Orbital Sciences Corp.’s Antares rocket exploded Oct. 28 on launch from a NASA flight  facility at Wallops, Virginia, The Associated Press reported. Antares was intended to carry supplies to the International Space Station.

Three days later, SpaceShipTwo — which is intended to take paying customers into space for US$250,000 — was destroyed during a test flight. SpaceShipTwo is owned by Virgin Galactic. SpaceShipTwo’s pilot, Peter Siebold was injured and the co-pilot, Mike Alsbury, died.

If losses from the SpaceShipTwo tragedy “are in line with current market estimates,” of US$40 to US$50 million, the “total combined hull and liability losses for 2014 are likely to approach” US$1 billion, A.M. Best reported.

“A.M. Best notes there has been an unusually high incidence of aviation losses this year,” the company noted.
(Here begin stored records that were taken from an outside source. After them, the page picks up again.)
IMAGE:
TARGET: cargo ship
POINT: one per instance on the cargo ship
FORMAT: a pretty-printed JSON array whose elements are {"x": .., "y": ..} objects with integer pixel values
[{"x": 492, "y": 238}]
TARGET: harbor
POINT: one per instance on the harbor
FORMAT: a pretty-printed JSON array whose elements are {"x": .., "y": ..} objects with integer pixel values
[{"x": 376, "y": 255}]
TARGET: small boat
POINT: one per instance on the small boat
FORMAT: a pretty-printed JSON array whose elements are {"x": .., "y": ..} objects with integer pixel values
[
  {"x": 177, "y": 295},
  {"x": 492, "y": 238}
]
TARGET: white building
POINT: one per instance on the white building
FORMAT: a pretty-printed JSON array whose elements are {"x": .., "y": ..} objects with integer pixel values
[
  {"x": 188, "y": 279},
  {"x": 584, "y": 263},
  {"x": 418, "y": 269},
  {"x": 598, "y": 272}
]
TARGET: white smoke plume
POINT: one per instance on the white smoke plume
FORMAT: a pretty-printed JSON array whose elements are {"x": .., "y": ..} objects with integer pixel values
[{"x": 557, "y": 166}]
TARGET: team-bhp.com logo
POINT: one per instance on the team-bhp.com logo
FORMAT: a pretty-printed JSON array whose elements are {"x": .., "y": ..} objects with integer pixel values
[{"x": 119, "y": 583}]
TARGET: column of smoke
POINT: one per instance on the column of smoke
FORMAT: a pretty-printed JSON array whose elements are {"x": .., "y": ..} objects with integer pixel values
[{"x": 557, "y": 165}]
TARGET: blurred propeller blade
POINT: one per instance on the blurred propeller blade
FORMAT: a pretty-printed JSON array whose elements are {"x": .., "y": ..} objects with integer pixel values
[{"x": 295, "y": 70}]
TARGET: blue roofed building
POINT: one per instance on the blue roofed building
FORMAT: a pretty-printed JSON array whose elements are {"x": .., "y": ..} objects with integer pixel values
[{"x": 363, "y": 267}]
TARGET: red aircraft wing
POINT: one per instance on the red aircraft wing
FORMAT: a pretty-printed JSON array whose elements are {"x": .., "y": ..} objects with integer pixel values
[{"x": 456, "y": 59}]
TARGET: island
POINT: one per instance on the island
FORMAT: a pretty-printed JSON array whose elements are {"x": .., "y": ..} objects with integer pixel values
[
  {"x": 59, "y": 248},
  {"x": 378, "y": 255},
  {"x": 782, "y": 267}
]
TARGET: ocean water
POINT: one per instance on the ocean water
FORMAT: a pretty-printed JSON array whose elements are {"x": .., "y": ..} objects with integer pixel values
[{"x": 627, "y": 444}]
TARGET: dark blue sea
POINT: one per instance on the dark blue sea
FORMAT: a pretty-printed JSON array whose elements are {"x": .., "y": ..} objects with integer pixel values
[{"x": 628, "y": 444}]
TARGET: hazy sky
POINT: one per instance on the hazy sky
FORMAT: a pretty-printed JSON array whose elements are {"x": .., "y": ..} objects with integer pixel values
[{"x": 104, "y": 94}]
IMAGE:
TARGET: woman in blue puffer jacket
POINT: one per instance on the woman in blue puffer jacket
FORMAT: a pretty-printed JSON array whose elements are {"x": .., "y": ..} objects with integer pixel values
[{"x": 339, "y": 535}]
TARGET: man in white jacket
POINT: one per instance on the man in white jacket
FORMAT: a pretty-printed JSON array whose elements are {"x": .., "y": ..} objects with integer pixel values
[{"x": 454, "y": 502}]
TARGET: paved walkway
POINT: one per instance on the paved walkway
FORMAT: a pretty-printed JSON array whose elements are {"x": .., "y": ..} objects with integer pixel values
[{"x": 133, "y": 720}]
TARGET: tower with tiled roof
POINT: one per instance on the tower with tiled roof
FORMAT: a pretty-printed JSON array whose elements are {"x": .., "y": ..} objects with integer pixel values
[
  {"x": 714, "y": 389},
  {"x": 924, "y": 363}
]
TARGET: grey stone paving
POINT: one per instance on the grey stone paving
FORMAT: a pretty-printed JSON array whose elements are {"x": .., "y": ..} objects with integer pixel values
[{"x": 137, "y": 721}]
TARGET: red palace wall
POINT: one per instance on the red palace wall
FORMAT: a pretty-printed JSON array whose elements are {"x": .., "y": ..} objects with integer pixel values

A.M. Best alluded to hull losses last July resulting from fighting at the airport at Tripoli, Libya, and to two incidents involving Malaysian Airlines. Malaysian Airlines Flight 370 disappeared Marcy 8 on a flight from Kuala Lumpur to Beijing and then on July 17, Malaysian Airlines Flight 17 was shot down over Ukraine.

Those losses “helped to reverse a trend” where aviation rates were “significantly below peak levels” at the start of 2014, and declining through the first six months of the year.

But “capacity remains plentiful” in aviation insurance, and this “will constrain the magnitude of rate increases,” A.M. Best predicted. “More selective underwriting is anticipated, with greater scrutiny of an insured’s loss history.”